Terpisah, politisi PDI Perjuangan Aria Bima mengaku tidak resah terkait rencana Sandiaga yang akan fokus berkampanye di Jateng. Bima juga tak khawatir dengan rencana Sandiaga memindahkan markas perjuangannya dari Jakarta ke Jateng.
Anggota DPR dari daerah pemilihan Jawa Tengah V itu mengatakan, Sandiaga justru bisa belajar dari masyarakat Jawa Tengah.

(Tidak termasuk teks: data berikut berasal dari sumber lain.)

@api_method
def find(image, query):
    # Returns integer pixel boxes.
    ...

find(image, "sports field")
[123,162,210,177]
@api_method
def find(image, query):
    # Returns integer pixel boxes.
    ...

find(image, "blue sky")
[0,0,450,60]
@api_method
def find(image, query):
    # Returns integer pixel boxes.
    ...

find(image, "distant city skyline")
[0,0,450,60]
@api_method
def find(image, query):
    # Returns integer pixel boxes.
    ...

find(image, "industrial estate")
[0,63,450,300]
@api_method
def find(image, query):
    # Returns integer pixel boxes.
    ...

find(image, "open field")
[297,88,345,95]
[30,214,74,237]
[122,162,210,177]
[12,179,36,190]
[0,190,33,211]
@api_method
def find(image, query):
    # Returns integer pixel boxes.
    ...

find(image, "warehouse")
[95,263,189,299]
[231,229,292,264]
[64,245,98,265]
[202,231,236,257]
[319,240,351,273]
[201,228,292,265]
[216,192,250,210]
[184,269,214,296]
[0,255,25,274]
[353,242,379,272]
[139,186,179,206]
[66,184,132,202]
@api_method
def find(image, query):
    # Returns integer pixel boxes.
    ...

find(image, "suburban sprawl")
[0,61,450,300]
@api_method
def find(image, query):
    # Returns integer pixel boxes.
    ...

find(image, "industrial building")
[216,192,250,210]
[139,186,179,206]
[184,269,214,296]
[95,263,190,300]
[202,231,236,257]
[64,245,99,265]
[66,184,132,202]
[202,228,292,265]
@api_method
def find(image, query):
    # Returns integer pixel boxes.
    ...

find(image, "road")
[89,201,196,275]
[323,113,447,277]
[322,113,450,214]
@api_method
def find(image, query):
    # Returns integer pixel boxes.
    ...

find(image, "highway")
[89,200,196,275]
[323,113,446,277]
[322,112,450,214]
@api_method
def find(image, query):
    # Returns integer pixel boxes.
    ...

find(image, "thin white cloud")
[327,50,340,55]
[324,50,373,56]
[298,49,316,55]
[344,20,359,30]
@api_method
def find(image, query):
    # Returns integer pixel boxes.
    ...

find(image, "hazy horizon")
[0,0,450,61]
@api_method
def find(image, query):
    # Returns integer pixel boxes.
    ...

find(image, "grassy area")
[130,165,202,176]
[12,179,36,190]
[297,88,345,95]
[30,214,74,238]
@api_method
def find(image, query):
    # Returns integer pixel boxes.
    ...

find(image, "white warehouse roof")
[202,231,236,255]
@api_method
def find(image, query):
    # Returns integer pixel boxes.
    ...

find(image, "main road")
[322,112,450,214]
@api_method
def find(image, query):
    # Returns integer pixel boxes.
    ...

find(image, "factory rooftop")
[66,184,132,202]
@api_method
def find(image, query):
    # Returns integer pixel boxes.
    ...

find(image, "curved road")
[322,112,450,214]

“Pak Sandi akan melihat bagaimana membangun martabat demokrasi yang sehat, dengan akal sehat itu ada di Jawa tengah. Di sana itu happy banget, riang, enggak panas,” ujar Bima di Posko Cemara, kemarin.
Di Jawa Tengah, kata Bima, Sandi akan mendapatkan sekolah politik yang baik. Sebab, menurut dia, masyarakat di provinsi itu sudah matang dalam berdemokrasi.

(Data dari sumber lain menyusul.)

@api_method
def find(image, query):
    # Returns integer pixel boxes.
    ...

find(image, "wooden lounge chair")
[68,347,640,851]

Bima mengatakan, masyarakat Jateng cenderung tenang. Bima mengatakan, tim Prabowo-Sandiaga harus belajar hal ini karena gaya kampanyenya dinilai tidak cocok dengan karakteristik dengan warga Jateng.
Dia pun menyinggung polemik “Tampang Boyolali” yang dilontarkan capres Prabowo saat meresmikan kantor Badan Pemenangan Nasional (BPN) Prabowo-Sandiaga di Kabupaten Boyolali, Jawa Tengah.

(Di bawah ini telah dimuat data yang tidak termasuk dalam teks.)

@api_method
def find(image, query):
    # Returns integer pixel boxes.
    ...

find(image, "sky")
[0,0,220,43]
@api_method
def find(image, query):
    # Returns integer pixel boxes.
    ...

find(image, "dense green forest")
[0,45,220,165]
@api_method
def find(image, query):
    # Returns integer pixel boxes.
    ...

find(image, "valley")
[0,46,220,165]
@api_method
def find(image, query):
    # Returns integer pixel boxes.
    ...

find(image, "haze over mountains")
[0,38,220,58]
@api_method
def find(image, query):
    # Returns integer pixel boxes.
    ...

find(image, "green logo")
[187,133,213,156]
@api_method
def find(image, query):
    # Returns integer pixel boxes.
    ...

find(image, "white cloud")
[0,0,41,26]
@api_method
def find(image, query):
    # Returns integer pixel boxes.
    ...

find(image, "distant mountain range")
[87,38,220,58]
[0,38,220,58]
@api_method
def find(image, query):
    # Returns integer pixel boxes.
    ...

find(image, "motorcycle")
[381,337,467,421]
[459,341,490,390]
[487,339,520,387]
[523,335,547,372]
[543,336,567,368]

Gaya komunikasi semacam itu, kata Bima, tidak cocok dengan karakteristik masyarakat setempat. Oleh karena itu, tidak heran jika menimbulkan gejolak.
“Kalau masuk Boyolali saja sudah mengeluarkan kata-kata semacam itu, itu enggak Jawa Tengah banget. Jangan justru nanti masuk sekali saja ke sana lalu bikin gaduh, sekarang malah bikin posko,” kata Bima. (goek)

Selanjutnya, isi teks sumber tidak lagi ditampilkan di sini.